C# Extract Word Document Content Separated by Page Breaks

In Aspose.Words, it is pretty easy to extract document content separated by section breaks, as this content is effectively put in separate Section nodes in Aspose.Words object model.

But what if we need to extract content separated by page breaks?

Here is a small and relatively simple code that can help you in solving this task:

Example [C#]

/// <summary>
/// Extracts pages from the specified document as a number of separate documents.
/// The pages must be separated with page breaks.
/// We assume that the initial document has only one section.
/// </summary>
private void ExtractPages()
{
      Document doc = new Document(MyPath + “PageSetup.PageBreaks.doc”);
      Node startNode = doc.FirstSection.Body.FirstParagraph;

      int pageNumber = 1;
      while (startNode != null)
      {
            Document page = ExtractPage(doc, ref startNode);
            page.Document.Save(string.Format(MyPath + “PageSetup.PageBreaks.Page{0} Out.doc”, pageNumber++));
      }
}
/// <summary>

/// Extracts the part of the document starting from specified node and ending with an end of the document or a page break.
/// Starting node reference is updated after extraction to point on the node next to page break,
/// If the extracted page is the last page of the document, then it is set to null.
/// </summary>

private Document ExtractPage(Document doc, ref Node startNode)
{
      // Only top-level paragraphs/tables can be used as a starting node of a page.

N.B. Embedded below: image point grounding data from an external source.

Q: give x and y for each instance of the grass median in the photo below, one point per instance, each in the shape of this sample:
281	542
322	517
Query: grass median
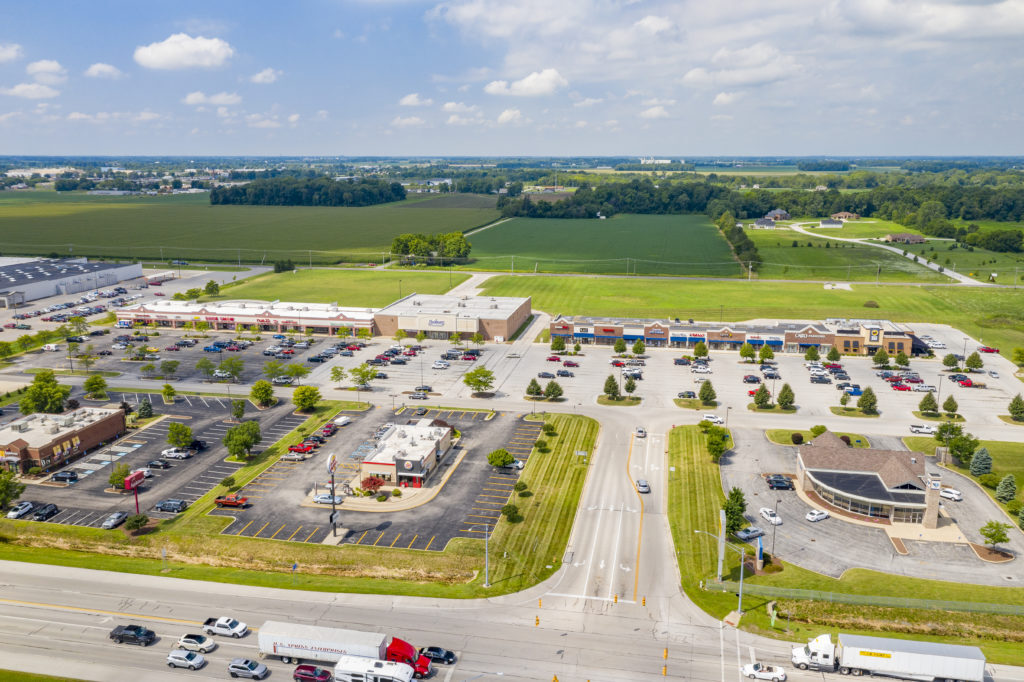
694	498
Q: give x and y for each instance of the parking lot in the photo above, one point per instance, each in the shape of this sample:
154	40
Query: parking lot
87	503
468	506
833	546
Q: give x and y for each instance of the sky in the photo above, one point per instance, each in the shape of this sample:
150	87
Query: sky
663	78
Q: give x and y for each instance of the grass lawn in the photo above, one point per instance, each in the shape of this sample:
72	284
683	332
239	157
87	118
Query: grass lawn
622	245
1008	458
694	498
186	226
781	437
978	263
347	288
995	314
849	262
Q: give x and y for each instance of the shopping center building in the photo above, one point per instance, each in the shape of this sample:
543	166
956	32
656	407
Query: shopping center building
854	337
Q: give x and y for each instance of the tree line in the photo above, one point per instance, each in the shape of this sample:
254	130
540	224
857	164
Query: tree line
308	192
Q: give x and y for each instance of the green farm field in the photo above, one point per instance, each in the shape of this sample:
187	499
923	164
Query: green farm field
186	226
624	244
995	314
842	260
347	288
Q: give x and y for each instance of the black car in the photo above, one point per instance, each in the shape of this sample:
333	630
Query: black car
46	512
437	654
779	482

    if (startNode.ParentNode.NodeType != NodeType.Body)

            throw new System.ApplicationException(“Starting node must be a paragraph or a table in the main story of the document.”);
      Document page = new Document();
      Body pageBody = page.FirstSection.Body;
      pageBody.FirstChild.Remove();
      NodeImporter importer = new NodeImporter(doc, page, ImportFormatMode.KeepSourceFormatting);

      Node node;
      for (node = startNode; node != null; node = node.NextSibling)

      {
            page.FirstSection.Body.AppendChild(importer.ImportNode(node, true));
            if (node.NodeType == NodeType.Paragraph)

            {
                  Paragraph para = (Paragraph)node;

                  if (para.GetText().IndexOf(ControlChar.PageBreakChar) >=0)
                  {
                        node = node.NextSibling;
                        break;
                  }

            }

      }

      startNode = node;

      Node lastPageNode = pageBody.LastParagraph.LastChild; 

      if (lastPageNode != null)

            lastPageNode.Remove();

      return page;

}